Question

Plot a graph showing the variation of current density (J) versus the electric field (E) for two conductors of different materials. What information from this plot regarding the properties of the conducting material can be obtained which can be used to select suitable materials for use in making (i) standard resistance and (ii) connecting wires in electric circuits?
Electron drift speed is estimated to be of the order of \[{\rm{mm}}{{\rm{s}}^{ - 1}}\]. Yet large current of the order of few amperes can be set up in the wire, Explain briefly.

Answer 1

Hint: From the concept of current density we can say that current density is given by the charge flow with respect to time and area of cross-section of a material. In order words we can say that higher the value of current density, greater will be the conductivity of the material.
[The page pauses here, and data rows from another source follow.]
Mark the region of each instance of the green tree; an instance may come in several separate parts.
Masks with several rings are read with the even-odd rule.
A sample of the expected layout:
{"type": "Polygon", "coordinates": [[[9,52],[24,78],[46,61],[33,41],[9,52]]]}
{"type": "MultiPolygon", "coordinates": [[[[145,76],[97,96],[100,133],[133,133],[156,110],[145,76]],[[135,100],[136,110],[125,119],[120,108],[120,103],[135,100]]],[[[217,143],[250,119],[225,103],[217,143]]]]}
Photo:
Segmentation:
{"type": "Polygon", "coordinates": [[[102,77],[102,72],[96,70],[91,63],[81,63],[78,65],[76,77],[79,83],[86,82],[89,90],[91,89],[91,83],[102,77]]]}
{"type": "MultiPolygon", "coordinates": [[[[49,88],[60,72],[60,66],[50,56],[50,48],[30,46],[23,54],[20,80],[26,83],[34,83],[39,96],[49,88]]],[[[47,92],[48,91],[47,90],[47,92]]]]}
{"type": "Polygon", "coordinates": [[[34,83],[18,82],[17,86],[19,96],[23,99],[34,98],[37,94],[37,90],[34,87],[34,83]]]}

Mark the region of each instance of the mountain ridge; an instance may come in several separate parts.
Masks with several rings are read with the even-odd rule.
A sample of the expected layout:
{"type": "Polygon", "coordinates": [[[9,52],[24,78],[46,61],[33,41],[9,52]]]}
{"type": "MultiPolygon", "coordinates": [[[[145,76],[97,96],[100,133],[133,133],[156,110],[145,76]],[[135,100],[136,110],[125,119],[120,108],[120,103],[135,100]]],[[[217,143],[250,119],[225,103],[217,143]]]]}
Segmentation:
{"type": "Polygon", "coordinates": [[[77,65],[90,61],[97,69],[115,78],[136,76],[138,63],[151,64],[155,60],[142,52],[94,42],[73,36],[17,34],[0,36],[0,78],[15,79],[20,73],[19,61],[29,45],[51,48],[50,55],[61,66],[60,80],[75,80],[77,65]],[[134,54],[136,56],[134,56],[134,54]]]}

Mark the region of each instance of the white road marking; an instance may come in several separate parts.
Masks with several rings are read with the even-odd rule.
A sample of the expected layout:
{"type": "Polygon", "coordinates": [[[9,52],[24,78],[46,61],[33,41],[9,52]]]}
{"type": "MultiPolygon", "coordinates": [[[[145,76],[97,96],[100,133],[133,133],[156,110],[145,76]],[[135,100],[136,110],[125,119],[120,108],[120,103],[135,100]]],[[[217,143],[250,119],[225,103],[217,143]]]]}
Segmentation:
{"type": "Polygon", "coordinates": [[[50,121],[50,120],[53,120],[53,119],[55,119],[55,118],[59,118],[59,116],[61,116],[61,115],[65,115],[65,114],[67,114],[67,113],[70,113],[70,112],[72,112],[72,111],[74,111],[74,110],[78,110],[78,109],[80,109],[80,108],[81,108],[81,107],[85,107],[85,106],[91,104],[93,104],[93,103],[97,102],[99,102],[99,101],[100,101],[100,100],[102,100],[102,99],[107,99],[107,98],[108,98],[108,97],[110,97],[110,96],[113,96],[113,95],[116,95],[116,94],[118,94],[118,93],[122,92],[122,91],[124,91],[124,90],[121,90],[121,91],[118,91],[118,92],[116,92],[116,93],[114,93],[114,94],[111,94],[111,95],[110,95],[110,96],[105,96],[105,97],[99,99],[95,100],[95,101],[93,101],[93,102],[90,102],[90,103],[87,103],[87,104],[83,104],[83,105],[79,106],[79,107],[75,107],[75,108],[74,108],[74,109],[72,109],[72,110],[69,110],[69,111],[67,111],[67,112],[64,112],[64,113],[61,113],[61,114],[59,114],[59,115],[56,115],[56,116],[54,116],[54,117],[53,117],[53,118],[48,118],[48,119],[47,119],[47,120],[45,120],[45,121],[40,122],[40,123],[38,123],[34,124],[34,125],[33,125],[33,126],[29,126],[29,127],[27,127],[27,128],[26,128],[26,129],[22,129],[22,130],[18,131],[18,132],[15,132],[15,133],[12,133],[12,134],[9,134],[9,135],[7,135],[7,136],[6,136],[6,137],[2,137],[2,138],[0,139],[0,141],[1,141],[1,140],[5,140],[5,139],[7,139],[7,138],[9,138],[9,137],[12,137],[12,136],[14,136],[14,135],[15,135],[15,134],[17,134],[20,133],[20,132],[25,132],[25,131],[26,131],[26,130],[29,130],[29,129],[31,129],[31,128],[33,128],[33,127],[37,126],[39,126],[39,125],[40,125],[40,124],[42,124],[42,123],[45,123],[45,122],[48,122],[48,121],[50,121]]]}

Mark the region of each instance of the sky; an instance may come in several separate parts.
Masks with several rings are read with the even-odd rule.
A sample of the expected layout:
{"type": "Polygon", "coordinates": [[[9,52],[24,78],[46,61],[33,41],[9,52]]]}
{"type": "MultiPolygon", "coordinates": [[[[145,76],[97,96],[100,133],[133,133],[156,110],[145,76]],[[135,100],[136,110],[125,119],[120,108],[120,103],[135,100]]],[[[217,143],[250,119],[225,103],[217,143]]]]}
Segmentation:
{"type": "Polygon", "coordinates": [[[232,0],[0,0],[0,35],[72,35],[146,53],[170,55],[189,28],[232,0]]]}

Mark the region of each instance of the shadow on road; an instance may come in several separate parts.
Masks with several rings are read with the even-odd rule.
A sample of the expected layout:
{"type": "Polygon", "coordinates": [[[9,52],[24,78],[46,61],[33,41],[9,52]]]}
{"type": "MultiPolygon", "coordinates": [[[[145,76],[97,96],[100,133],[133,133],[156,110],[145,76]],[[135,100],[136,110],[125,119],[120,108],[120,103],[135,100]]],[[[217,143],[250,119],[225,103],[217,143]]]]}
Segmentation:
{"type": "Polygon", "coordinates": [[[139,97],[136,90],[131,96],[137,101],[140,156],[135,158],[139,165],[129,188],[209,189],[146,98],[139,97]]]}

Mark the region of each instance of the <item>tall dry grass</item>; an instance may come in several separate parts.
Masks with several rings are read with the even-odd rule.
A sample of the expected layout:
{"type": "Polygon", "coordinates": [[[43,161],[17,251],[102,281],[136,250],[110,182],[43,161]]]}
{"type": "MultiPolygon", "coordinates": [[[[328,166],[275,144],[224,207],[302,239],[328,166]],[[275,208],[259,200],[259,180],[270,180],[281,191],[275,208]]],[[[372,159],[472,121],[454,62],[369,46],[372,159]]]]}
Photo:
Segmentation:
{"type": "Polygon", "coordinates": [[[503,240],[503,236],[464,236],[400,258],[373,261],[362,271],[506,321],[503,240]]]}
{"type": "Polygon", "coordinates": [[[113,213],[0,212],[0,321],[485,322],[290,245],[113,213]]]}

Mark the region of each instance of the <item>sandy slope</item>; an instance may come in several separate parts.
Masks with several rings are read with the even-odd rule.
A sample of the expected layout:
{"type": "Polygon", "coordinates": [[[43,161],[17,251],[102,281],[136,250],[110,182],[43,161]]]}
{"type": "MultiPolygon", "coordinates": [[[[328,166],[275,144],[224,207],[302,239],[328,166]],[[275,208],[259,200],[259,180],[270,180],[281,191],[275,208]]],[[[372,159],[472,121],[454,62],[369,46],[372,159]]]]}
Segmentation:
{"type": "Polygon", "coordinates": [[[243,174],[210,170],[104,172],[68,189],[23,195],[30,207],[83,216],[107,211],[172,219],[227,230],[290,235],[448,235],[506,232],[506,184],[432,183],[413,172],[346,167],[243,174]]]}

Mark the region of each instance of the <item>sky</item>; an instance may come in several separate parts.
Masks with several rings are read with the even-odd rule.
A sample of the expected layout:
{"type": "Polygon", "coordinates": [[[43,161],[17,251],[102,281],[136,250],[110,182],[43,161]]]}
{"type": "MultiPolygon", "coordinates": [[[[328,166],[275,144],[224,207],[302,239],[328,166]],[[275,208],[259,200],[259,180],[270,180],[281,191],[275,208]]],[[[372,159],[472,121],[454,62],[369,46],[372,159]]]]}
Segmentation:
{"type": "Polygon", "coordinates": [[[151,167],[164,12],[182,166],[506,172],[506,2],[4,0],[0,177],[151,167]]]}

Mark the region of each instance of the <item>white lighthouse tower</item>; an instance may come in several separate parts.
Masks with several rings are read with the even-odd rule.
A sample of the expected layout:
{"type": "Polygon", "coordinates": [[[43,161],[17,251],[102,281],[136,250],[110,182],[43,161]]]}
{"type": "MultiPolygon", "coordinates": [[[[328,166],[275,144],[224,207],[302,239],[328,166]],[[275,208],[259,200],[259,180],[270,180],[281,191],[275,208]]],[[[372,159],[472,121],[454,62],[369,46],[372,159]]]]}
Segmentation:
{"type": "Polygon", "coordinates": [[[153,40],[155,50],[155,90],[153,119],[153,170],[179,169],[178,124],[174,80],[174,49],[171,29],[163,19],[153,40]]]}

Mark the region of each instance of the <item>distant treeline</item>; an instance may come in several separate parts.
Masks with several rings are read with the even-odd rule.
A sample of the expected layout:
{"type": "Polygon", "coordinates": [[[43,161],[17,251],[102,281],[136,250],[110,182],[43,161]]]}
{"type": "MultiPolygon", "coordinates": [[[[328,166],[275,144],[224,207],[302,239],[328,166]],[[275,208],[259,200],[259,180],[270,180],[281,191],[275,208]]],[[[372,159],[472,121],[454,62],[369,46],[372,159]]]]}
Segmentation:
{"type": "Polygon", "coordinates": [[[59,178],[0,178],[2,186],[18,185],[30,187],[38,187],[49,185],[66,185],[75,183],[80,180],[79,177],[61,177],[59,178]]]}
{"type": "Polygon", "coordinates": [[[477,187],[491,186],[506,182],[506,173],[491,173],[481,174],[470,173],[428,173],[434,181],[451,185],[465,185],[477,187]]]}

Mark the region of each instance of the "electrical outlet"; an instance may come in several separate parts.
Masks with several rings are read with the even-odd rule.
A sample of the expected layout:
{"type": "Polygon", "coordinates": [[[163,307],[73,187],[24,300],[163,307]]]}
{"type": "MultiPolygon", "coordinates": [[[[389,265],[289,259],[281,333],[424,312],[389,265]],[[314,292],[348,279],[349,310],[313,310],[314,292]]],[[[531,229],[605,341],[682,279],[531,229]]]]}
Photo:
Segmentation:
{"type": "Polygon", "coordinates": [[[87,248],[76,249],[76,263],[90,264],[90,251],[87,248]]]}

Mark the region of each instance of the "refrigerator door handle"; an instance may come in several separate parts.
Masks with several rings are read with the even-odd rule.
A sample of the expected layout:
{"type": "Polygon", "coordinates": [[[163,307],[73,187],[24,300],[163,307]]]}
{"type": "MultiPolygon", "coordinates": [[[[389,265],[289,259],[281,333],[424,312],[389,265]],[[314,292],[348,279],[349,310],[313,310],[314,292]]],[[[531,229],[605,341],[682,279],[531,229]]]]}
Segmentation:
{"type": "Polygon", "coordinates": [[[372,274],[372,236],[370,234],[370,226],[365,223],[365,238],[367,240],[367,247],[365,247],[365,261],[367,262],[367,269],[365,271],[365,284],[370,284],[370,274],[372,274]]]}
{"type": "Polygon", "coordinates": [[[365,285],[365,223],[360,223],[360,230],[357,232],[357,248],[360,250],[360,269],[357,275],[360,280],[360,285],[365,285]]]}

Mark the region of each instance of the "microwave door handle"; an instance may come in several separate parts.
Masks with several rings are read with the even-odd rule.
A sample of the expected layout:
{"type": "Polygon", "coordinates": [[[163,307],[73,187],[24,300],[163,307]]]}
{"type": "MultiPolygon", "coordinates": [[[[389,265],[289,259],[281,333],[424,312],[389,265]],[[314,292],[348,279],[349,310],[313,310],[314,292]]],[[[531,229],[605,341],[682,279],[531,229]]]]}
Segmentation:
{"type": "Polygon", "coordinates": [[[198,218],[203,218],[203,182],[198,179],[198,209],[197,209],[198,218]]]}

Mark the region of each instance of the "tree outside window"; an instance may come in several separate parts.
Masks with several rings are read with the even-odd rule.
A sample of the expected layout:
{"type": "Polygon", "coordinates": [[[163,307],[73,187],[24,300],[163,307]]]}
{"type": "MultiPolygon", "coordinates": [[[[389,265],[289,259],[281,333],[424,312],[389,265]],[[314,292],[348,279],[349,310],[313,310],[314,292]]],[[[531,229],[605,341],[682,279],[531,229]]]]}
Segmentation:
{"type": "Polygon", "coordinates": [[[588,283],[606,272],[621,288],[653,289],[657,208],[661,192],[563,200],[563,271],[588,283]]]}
Complete step by step answer:
We know that current density of a material can be expressed as the product of its conductivity and the value of electric field to which material is subjected so we can write:
\[J = \sigma E\]
Here J is the current density, \[\sigma \] is the conductivity of material and E is the electric field.

We know that the value of conductivity for a material is fixed so it can be assumed as a constant value, therefore we can write the above expression as a linear relationship between current density and electric field.
\[J \propto E\]……(1)

Based on the above expression, we can conclude that current density will vary linearly with electric field and it will have a linear slope on current density-electric field plot. We can represent the slope of two different materials on the graph as below:

In order to make a standard resistance we know that it should resist the flow of current that means its slope should be the same as material 2.

We know that the conductivity of a connecting wire should be high so that it can allow current easily to pass through it without minimum losses so the slope of material similar to slope of material 1 can be considered to make connecting wire.

It is given that the drift velocity of electrons is of the order of millimetres per second even though the current is having a value of few amperes so this means that the value of current density is very high for that material. All electrons present take place in flow of current; therefore, with small drift velocity the current in wires has a higher value.

Note:
We can assume equation (1) similar to the expression of Ohm’s law that the voltage across a material is linearly proportional to its resistance. We can note that current also depends on the number of electrons taking place in the flow of current.